Conestoga Huts

David Trammel's picture

Seems like a very innovative approach, as well as very cost effective ($2500 vs $10-20,000 for a tiny house).

Conestoga Huts for the homeless a solution for the Northwest?

Click the "View All Photos" option for some details.

Looks like they lay down two of the long concrete parking stops, or four shorter ones, then build the base platform on that. I'm guessing they then use the through holes in those blocks to anchor the base platform to the spot, and then into the ground to anchor the structure. Probably with rebar. Then the front door wall and back wall are added with it looks like 2x4 roof beams. Steel wire cattle fencing provides a structure to lay down insulating blankets and then water proof tarps as a roof. Doesn't appear to have any internal heating source but with several sleeping blankets and laying, you should be able to sleep even in below freezing temps.

Looks like they have several communal spaces/shelters as well.

Wonder if I could use such a design for my own backyard workshop/office and what hoops/permits I'd need?

mountainmoma's picture

Yurts are considered tents around here.

So, the building codes where I live say that you cannot sleep in a tent ( yes, that would apply to your childs sleepovers in the backyard, although they only enforce based on neighbor complaints, so that one hasnt happened yet)

If a yurt is a tent, then these are tents also. Now, you can have a tent in your yard you dont sleep in. Likely it would fall under the must be under 100 sq ft rule we have here.

Anyway, here we have a rule that you can have an accessory structure, a shed, if it is less than 100sqft in area and under 10ft at roof peak.

If you did not like the tarping/tent aspect of the quonset hut like structures you are talking about, then you could ferocement the outside and then paint with a standard waterproof membrane type paint that is now common. fero-cement would entail attaching a second wire layer over the livestock panels they are using and of course cement, so the cost would go up some, but it would last longer.

The ones they are making are temporary and easy to remove and reuse somewhere elese by design

Blueberry's picture

A standard cell is 8X8 or 64 square feet what a great way to get them ready for the FEMA camp!

David Trammel's picture

Not sure what you mean by that Blueberry, was it tongue in cheek or serious?

I tend to feel that any sort of scenario where the powers that be (behind the curtain) who try and send a portion of the domestic American population into re-education camps is going to have a hard time doing it. Not just because homeless people do too have guns, but that quite a few of those same homeless people, have friends and family who also have guns.

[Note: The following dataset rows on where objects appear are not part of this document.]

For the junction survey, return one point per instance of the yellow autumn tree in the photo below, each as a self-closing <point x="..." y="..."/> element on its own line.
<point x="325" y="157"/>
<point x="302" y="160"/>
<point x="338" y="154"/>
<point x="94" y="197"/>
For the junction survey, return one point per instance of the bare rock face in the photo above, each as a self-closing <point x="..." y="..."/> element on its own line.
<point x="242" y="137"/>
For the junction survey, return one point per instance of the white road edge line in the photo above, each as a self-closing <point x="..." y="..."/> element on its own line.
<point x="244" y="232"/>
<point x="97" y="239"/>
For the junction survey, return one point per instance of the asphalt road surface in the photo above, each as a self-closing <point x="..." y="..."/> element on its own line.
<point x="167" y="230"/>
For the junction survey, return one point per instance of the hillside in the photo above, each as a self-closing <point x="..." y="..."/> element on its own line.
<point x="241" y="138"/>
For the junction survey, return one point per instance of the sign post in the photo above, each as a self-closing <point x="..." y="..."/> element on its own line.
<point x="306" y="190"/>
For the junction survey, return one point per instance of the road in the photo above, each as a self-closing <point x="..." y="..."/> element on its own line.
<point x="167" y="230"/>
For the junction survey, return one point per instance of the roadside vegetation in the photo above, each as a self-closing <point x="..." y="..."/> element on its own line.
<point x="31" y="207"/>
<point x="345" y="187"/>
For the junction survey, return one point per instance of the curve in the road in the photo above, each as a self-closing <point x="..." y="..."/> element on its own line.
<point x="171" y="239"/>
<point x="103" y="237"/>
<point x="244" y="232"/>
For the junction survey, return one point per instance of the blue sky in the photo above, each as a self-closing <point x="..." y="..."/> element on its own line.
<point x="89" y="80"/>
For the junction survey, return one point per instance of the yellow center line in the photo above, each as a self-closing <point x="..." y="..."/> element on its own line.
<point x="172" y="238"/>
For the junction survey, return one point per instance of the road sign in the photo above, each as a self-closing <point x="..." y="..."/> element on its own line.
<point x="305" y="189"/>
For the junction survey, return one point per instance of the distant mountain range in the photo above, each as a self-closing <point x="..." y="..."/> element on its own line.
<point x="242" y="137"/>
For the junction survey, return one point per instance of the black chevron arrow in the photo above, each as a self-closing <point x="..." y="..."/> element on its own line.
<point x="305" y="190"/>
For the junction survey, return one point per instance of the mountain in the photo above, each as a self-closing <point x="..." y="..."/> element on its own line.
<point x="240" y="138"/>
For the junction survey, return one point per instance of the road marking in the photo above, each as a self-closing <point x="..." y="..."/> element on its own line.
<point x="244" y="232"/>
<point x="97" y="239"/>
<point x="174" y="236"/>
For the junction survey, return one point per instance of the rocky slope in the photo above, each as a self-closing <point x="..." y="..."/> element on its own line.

True, Chinese sending their ethnic minorities to such camps is happening and seems to be rather successful.

I tend to think what we are heading for in the immediate Future is a Universal Basic Allowance, which is quietly used to defund all other social welfare programs. True this will just increase the homeless problem collectively, but you already have the Coastal Elites looking down on the deplorable heartlands. Round up the homeless in coastal cities, send them to the interior THEN restrict travel. The Rich already don't care if the 90% just dies, they just don't want to see it, nor step over the feces and needles.

Of course that completely ignores the fact that the people funding programs to give the homeless shelter and perhaps a leg up are definitely NOT the Powers That Be, but are liberal, non-capitalistic organizations believing all people deserve equal opportunity and access. I'll start worrying when those same 1% start publicly saying they care about us and want to make our lives better at the cost of money out of their own pockets.

Anyone here going to believe that line of BS?

Though in support of the "round them all up" scenario, this so called beacon of world freedom has one of the highest rates of incarceration on the planet.

I'm too old to don camo and pick up a gun, but I've got one whole shelf with old books and manuals from my younger "survivalist" incarnation, that I'll happily hand out to the young men and women of my neighborhood if it becomes necessary someday. I'll even make bowls of stone soup and hand out bottles of home brewed beer while they read them.

mountainmoma's picture

The tent-alternative huts, what the OP is about, in the cold areas of the west coast were thought up by individuals and started with private money, not government Although some local government money (city) may do a bit, I would bet it is still being done largely by private charities.

And, the standard tent is about 6x6 ft .... and does not have the radient barrier to hold heat in.... so this is a more comfortable alternative.

I guess there is no pleasing everyone

My first thought whenever I see ANY kind of house like this (including those cute cottages on disputed islands in the Susquehanna River) is what do they do with raw sewage? People do poop you know. The article didn't indicate if they were building public bathrooms. If they're using composting toilets, then they have to be maintained for sanitary reasons.

A standard problem (always, always, always) is that you can't guarantee what people will actually do. Or if they will take care of what they are given.

The Conestoga huts are certainly nicer, drier, and roomier than pup tents.

Teresa from Hershey

ClareBroommaker's picture

This article https://www.good-sam.com/our-stories/eugene-village-donors-homeless says there are portable toilets. Trash service, too. I don't see water mentioned in the article, but in one photo there appears to be a 50 gallon blue plastic water tank. Apparently residents who can stay for up to six months make the rules for the little parking lot village.